Accelerating prices are visible in typically demand-driven categories: textiles, clothing, food and other sales. Fuel and energy prices reflect global trends in commodity prices. In addition to strong industrial production, high tariff increases in natural gas and electricity from 2022, as recently announced by the Energy Regulator, support the continued hikes in the National Bank of Poland’s interest rates.

At the same time, reported current production grew at the fastest rate since July, while new orders the fastest since August 2021. This likely reflects the loosening of sanitary restrictions in Asia in September and October last year. In the previous months, local manufacturers reported lower foreign orders, suggesting that their foreign counterparts were unable to increase production, facing shortages in their supply chains. In December, the Polish producers reported a rise in export orders for the first time in four months. How long will this last?

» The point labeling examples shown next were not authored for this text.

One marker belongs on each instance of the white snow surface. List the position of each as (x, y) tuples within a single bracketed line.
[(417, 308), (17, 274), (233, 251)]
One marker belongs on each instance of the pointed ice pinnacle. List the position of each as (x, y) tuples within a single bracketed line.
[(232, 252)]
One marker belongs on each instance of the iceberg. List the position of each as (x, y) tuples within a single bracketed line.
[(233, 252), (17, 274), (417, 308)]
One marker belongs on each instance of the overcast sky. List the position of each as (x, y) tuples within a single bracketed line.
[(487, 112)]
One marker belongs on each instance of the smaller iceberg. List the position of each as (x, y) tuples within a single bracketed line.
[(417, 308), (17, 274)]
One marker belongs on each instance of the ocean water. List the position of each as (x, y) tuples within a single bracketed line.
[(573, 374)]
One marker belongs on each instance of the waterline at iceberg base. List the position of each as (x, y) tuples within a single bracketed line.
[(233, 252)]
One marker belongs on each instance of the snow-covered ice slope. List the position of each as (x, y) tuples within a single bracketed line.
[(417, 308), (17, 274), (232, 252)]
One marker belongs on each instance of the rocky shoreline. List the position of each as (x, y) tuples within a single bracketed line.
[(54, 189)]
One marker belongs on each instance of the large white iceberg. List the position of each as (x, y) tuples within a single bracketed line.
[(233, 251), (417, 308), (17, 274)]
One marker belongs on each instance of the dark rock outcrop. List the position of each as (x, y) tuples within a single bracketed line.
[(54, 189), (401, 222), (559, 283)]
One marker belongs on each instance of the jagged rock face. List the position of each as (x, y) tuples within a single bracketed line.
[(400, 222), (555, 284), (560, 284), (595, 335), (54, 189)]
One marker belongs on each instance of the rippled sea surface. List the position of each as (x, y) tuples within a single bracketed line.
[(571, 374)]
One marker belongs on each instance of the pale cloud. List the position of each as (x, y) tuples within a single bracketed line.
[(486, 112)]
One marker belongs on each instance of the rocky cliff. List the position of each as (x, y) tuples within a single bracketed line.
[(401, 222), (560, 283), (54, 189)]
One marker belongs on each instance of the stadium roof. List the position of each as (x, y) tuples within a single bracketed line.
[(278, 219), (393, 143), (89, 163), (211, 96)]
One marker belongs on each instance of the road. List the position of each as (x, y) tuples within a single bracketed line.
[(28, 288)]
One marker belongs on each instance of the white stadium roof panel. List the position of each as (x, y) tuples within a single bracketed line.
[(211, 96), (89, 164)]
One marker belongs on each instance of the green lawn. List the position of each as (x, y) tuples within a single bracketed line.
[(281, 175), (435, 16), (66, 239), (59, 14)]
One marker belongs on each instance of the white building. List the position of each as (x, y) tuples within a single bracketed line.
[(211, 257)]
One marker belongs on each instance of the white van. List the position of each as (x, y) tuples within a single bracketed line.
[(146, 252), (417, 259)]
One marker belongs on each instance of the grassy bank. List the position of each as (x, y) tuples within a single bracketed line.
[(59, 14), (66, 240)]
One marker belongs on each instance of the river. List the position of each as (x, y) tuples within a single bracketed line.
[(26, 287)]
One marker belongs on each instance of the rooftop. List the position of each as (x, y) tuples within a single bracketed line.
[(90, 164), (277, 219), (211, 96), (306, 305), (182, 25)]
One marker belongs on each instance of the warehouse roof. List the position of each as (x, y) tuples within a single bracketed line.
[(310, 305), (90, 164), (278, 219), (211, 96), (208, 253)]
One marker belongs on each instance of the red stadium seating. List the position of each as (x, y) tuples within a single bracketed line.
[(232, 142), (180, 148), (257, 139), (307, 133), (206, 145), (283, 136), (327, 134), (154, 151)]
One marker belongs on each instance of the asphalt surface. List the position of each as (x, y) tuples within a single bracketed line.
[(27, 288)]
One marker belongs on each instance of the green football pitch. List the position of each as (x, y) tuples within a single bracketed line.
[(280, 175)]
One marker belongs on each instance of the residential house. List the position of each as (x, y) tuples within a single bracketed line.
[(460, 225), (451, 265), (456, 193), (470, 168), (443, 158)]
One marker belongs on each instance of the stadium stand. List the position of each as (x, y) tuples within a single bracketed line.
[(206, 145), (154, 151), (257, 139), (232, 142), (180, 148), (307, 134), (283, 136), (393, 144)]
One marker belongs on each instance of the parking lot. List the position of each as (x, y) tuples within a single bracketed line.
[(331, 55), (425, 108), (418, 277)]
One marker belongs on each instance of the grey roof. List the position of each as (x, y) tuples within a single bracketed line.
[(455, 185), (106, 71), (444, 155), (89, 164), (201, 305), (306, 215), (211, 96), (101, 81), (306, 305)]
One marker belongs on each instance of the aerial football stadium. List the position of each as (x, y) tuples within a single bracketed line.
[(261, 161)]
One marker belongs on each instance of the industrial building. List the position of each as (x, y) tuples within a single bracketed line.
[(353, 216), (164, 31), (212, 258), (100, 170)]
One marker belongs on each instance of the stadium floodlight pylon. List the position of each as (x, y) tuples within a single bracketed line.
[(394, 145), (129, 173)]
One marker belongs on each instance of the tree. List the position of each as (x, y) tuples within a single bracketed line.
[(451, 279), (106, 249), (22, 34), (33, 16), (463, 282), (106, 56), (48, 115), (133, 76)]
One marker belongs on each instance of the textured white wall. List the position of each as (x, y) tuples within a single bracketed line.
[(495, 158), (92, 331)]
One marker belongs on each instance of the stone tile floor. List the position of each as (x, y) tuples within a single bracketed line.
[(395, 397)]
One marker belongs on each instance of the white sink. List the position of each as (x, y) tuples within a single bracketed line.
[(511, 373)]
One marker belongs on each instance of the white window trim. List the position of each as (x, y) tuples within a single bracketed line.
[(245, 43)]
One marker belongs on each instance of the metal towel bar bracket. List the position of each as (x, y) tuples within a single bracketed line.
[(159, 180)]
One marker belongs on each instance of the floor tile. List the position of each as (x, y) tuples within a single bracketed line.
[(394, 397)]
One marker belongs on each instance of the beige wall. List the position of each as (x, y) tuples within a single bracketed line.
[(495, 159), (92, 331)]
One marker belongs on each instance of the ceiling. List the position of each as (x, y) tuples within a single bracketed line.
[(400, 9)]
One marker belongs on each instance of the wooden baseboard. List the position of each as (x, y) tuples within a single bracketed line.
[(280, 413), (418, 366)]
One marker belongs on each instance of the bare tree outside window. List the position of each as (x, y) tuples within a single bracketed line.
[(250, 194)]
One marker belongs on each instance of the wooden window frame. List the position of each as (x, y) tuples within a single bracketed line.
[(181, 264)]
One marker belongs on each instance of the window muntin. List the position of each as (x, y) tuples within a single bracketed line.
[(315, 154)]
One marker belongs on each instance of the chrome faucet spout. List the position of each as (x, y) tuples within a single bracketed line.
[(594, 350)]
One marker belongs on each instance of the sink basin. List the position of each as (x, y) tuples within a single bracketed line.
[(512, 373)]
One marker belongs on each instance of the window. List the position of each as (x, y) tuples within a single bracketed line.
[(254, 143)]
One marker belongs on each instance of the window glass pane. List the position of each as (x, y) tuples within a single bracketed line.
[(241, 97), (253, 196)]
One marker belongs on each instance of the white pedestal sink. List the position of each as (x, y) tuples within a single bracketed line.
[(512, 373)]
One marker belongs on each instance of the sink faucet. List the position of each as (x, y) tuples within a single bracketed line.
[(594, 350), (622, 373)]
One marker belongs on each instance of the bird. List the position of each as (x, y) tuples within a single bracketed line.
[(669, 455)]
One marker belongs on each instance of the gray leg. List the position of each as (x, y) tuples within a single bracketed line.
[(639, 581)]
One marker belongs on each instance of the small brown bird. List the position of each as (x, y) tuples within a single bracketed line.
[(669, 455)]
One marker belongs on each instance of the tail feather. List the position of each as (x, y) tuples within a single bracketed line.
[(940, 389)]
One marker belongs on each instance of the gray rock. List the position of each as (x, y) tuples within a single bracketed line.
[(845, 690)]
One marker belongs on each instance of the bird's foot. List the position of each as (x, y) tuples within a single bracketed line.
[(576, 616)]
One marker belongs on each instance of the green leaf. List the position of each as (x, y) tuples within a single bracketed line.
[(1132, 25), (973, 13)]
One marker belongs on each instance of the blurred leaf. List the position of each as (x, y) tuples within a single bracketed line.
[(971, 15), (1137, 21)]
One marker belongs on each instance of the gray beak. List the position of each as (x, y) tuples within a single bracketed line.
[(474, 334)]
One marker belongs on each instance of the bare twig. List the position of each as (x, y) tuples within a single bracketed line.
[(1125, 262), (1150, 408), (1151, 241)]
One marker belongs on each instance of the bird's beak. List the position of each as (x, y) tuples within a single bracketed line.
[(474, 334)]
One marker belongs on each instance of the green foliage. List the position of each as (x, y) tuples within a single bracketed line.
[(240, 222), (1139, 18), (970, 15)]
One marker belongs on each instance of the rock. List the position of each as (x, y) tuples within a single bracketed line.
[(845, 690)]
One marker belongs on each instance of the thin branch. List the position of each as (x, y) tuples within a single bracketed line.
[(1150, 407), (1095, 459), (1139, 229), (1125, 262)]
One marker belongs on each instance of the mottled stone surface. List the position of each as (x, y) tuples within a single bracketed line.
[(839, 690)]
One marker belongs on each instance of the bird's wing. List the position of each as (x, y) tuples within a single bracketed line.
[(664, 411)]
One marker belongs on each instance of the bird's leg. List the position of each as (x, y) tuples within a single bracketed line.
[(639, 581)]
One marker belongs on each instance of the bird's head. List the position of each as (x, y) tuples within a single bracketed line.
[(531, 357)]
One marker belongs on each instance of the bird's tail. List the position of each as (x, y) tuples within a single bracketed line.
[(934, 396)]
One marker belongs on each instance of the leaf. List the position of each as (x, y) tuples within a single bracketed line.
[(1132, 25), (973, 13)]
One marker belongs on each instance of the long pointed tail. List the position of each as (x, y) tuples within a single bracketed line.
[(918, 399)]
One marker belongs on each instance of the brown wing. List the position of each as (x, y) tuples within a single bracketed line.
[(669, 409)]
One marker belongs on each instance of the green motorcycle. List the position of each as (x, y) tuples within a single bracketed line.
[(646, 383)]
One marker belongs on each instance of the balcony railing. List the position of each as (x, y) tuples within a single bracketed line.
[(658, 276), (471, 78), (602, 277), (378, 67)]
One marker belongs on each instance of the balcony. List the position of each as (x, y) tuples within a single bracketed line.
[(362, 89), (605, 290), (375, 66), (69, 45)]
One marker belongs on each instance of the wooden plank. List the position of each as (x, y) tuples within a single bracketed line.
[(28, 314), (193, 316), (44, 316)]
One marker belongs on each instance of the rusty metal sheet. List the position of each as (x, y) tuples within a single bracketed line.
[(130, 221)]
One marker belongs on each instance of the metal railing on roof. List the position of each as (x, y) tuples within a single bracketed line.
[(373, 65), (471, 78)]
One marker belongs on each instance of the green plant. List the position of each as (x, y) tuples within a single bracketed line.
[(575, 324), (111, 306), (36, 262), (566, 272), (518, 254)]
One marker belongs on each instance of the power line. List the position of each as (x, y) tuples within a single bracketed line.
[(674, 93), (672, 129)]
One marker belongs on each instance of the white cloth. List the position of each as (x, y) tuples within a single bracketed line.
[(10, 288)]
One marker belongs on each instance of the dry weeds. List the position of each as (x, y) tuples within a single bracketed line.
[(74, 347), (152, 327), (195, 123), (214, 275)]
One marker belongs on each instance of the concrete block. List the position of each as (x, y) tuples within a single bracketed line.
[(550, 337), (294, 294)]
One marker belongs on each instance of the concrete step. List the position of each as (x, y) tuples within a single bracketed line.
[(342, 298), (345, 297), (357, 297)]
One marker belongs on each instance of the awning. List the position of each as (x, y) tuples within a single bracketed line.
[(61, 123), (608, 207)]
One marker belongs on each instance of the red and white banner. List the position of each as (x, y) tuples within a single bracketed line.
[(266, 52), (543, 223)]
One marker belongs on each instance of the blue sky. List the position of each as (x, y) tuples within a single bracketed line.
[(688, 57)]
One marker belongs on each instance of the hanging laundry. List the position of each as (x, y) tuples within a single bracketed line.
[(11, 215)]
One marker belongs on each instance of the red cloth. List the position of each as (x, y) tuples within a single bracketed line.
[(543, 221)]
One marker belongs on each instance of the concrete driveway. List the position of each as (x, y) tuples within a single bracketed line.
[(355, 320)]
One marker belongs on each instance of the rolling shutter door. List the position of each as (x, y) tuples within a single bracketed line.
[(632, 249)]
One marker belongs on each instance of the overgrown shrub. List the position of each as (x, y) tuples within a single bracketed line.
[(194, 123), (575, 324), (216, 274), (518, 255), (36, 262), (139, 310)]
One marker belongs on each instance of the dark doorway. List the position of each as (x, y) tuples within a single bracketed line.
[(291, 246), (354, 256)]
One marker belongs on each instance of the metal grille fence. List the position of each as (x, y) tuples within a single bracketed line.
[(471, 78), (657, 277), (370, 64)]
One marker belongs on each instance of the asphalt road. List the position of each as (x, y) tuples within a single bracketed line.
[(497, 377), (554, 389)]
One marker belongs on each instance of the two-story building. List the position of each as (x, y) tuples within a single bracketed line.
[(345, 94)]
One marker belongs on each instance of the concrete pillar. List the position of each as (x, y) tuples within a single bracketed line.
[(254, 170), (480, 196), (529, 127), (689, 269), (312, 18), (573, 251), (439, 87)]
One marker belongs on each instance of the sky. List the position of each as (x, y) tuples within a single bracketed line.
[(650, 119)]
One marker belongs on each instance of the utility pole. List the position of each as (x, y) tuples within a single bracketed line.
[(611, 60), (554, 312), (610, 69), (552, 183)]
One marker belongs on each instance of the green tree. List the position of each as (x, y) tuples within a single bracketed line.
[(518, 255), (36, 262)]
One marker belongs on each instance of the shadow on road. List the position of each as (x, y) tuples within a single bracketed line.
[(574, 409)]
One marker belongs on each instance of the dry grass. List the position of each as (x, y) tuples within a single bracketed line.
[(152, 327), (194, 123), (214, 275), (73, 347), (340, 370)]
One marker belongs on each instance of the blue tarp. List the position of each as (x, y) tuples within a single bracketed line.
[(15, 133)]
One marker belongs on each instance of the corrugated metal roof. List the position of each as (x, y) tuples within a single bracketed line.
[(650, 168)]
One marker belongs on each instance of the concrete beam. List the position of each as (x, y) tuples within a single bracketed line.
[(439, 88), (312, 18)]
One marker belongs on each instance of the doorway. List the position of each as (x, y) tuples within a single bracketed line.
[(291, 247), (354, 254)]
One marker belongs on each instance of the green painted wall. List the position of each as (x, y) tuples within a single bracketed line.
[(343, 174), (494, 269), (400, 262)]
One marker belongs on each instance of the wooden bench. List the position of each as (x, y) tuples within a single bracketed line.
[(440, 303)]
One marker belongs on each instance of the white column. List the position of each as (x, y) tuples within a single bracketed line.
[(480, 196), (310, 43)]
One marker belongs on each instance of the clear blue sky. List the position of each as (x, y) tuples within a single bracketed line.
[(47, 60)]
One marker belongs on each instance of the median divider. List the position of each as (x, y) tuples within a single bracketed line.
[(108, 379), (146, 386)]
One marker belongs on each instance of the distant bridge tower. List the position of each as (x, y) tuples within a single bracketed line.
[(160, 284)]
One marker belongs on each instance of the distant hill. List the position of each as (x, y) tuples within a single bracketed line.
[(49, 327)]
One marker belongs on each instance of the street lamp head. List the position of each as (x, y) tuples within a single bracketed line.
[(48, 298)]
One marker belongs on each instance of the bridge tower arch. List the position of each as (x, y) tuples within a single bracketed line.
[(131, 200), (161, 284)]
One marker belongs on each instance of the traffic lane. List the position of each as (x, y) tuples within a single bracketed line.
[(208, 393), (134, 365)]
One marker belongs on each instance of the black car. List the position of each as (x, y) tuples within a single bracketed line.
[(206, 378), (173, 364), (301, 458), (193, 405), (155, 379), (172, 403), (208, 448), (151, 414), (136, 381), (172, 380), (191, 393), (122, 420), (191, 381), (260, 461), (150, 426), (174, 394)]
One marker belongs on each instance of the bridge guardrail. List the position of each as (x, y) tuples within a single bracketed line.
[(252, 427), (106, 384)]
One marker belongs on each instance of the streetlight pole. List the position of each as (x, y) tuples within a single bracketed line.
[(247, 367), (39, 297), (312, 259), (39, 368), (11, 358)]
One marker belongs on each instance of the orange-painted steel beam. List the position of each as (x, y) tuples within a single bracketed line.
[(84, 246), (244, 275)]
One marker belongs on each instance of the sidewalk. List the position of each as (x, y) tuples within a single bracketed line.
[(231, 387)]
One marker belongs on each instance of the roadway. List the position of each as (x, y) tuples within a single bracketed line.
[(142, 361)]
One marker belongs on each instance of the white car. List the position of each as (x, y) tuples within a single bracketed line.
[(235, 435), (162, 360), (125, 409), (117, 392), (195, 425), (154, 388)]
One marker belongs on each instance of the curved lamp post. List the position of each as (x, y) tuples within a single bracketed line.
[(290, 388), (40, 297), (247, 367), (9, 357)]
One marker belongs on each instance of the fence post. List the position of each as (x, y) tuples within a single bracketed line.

Delivery times increased as well. This suggests that demand continues to outpace production, despite less severe supply disruptions. Sign there is a structural issue in productivity and competitiveness on the supply side. In tandem with rising costs (energy, wages, etc), this again resulted in a rise in reported input prices in December. Companies also increase their purchases, likely fearing renewed problems with supply, given the Omicron variant. Producers may have also increased purchases ahead of expected price increases. This all should add to inflationary pressures as well.